Breezy, sunny days are, in any case, perfect for coastal walking and here the Rhinns of Galloway comes into its own. Portpatrick lies a few miles south of the campsite and its pretty harbour marks the western end of the Southern Upland Way (SUW). The 200 plus miles of this coast-to-coast trail take in dramatic coastlines, bleak moorland and challenging hills on the route across the southern Scotland and the first three miles or so, up to Portavaddie Lighthouse, is a great introduction, both to coastal walking, as well as the diversity of scenery on this toughest of long-distance walks.

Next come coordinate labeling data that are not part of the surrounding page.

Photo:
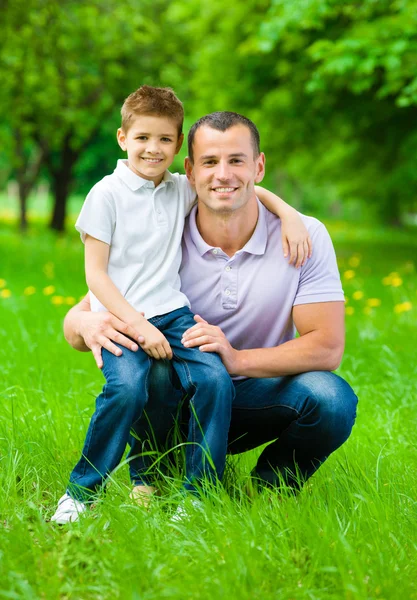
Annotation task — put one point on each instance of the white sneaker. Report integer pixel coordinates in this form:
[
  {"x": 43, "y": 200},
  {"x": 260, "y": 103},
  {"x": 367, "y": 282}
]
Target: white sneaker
[
  {"x": 183, "y": 513},
  {"x": 68, "y": 510}
]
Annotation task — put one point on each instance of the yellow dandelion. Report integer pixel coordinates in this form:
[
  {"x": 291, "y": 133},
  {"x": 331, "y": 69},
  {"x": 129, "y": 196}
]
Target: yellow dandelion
[
  {"x": 49, "y": 270},
  {"x": 49, "y": 290},
  {"x": 29, "y": 291},
  {"x": 355, "y": 261},
  {"x": 403, "y": 307}
]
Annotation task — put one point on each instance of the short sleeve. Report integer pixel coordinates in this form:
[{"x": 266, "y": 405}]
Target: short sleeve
[
  {"x": 97, "y": 217},
  {"x": 320, "y": 279},
  {"x": 187, "y": 193}
]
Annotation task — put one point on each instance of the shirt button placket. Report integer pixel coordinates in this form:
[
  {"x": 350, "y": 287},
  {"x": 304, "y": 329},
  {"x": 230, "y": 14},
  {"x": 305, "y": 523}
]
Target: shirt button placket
[{"x": 229, "y": 285}]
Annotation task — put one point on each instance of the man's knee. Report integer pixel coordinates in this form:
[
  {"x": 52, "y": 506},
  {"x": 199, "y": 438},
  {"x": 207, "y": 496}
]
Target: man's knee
[{"x": 332, "y": 404}]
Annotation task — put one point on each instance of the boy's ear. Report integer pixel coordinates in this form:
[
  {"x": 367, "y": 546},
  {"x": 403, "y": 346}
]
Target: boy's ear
[
  {"x": 188, "y": 166},
  {"x": 179, "y": 144},
  {"x": 121, "y": 138}
]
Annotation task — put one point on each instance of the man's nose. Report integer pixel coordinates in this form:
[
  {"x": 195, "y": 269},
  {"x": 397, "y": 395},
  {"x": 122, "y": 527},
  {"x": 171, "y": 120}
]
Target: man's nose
[{"x": 223, "y": 170}]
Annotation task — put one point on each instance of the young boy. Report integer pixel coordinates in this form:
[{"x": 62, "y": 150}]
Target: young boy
[{"x": 131, "y": 224}]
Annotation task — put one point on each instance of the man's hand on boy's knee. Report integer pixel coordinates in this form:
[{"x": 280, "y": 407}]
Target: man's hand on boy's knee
[
  {"x": 210, "y": 338},
  {"x": 103, "y": 330}
]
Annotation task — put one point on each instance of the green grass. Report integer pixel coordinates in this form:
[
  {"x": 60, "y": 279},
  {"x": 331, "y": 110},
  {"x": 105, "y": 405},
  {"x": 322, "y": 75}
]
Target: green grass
[{"x": 352, "y": 531}]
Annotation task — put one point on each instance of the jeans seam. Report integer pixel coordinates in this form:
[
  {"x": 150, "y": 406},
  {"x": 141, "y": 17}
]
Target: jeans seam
[
  {"x": 184, "y": 364},
  {"x": 83, "y": 456},
  {"x": 267, "y": 408}
]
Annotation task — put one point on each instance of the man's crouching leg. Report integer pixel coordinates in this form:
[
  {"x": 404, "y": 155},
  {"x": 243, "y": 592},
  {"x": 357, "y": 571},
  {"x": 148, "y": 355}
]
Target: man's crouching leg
[{"x": 325, "y": 407}]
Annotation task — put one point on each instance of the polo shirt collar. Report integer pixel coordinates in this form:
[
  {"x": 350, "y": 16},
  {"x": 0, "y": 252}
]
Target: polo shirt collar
[
  {"x": 133, "y": 181},
  {"x": 255, "y": 245}
]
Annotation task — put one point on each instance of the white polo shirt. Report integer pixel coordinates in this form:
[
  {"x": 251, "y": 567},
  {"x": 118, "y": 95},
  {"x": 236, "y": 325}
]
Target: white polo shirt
[{"x": 143, "y": 226}]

Views take in the Antrim coast and further to the north, the jagged peaks of Arran, as well as the hump-like Ailsa Craig. However, after the SUW leaves the coast to head eastward, and although the route round the the west side of the coast is designated by the council as a core path, the going is often difficult over rocks and bracken, with no clearly defined trail.
Fortunately, the local rotary club has already taken matters into hand and, on the east side of the Rhinns, marked out a path along the side of Loch Ryan, linking Stranraer with the start of the Ayrshire Coastal Path at Glenapp. This, in turn, now joins up with another marked route, The Mull of Galloway Trail between Stranraer and the southerly tip of the Rhinns (and indeed of Scotland itself) at the Mull of Galloway.
The Mull, lonely and exposed, with its historic lighthouse and foghorn perched bravely above the treacherous rocks, is a fascinating place to take stock, look around and plot location – the outlines of the Isle of Man, Cumbrian and Ulster coasts are visible on clear days. But it is the sensation of being at the tip, surrounded by the dominant elements of sea and wind, that remains uppermost as you imagine the singular lifestyle of lighthouse staff as they performed their vital work before the days of high-tech communications.
Although not yet logged on OS maps, the route is clearly marked and, as it heads northwards, towards Drummore and Sandhead, passes along and above dramatic coves and inlets that are the equal of any found elsewhere along the western coasts of our isles. Along the way you are more likely to meet a few sheep or cattle than a fellow human: but remember, solitude does come with inherent dangers and this coastline can be bleak and exposed, with steep gradients and slippery rocks.
Inland, the shorn fields of pale yellow, with their stacks of harvested hay reflect the last days of August and the ripening hedgerows promise a bumper harvest of brambles and rosehips. Despite the bright sunny days and even at this far western outpost, evenings now darken and cool well before nine pm: another accurate barometer of the dying embers of summer.
So, Galloway 2014, the verdict:
Still characterised by its 1950s-style roads and telegraph poles, luxuriant rhododendrons and unspoilt coves and inlets that could recreate the setting for a Famous Five adventure.
Yes, it is being discovered, but slowly and, so far, in a largely positive way: the lonely moors, expansive forests and often deserted coasts now sit alongside something for the foodies (Castle Douglas), an annual literary extravaganza (Wigtown), as well as the legendary artist communities of Kirkcudbright and surrounding harbour towns.
Galloway has always offered fresh air, breathtaking scenery and dark skies; keep away from the caravan parks of the Southerness tip and you will still scarcely see a crowd, but you can find a good coffee, gourmet food and challenging culture, without too much effort.
Call it misplaced nostalgia, or cheesy emotion, but just wish, for a moment, that Beeching hadn’t axed the Dumfries to Stranraer railway line and the boat train (possibly with a steam special in the holidays) still wound its way westwards, along the coast, through the forests, over the Loch Ken and Stroan Viaducts…….. Just a thought, although a sad one, nevertheless.